Chinata a terra, con delicatezza decisa comincio a tagliare, scartando le foglie più dure.  Ritrovo nel gesto una sapienza antica, che non voglio dimenticare, che non vorrei venisse dimenticata. È la sapienza di mia nonna e di mia mamma, e di tante donne che andavano per erbe nei campi che, fino a qualche decennio fa, ancora c’erano attorno al mio paese.

Per chi non le conosce sono tutte erbacce; chi le riconosce le chiama invece, familiarmente, erbe o erbette. Sono così buone, ognuna con il suo inconfondibile sapore: la piantaggine sa di funghi, la calepina fresca in insalata ricorda i rapanelli, la portulaca è croccante e pungente. E poi crenchene, cicorie, rucola, ortiche, rosolacci…

È bello fare l’orto, seguire la crescita delle piante, raccogliere con le proprie mani verdure e ortaggi che si sono seminati, trapiantati, curati, giorno dopo giorno. Ma ancora più bello è andare per erbe. Lasciarsi sorprendere da quello che la natura spontaneamente ci regala. Sentirsi come gli uccelli del cielo, che non seminano, non mietono, non accumulano riserve nei frigoriferi, eppure trovano ogni giorno il cibo che il Padre del Cielo ha preparato per loro.

Raccolgo la piantaggine nel mio prato, e dentro è come una preghiera.
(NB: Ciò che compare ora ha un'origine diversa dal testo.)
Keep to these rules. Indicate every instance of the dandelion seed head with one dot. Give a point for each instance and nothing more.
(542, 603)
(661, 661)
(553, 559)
Guardate gli uccelli del cielo: non seminano, né mietono, né ammassano nei granai; eppure il Padre vostro celeste li nutre. Non contate voi forse più di loro? E chi di voi, per quanto si dia da fare, può aggiungere un’ora sola alla sua vita? E perché vi affannate per il vestito? Osservate come crescono i gigli del campo: non lavorano e non filano. Eppure io vi dico che neanche Salomone, con tutta la sua gloria, vestiva come uno di loro. Ora se Dio veste così l’erba del campo, che oggi c’è e domani verrà gettata nel forno, non farà assai più per voi, gente di poca fede? (Matteo 6,26-30).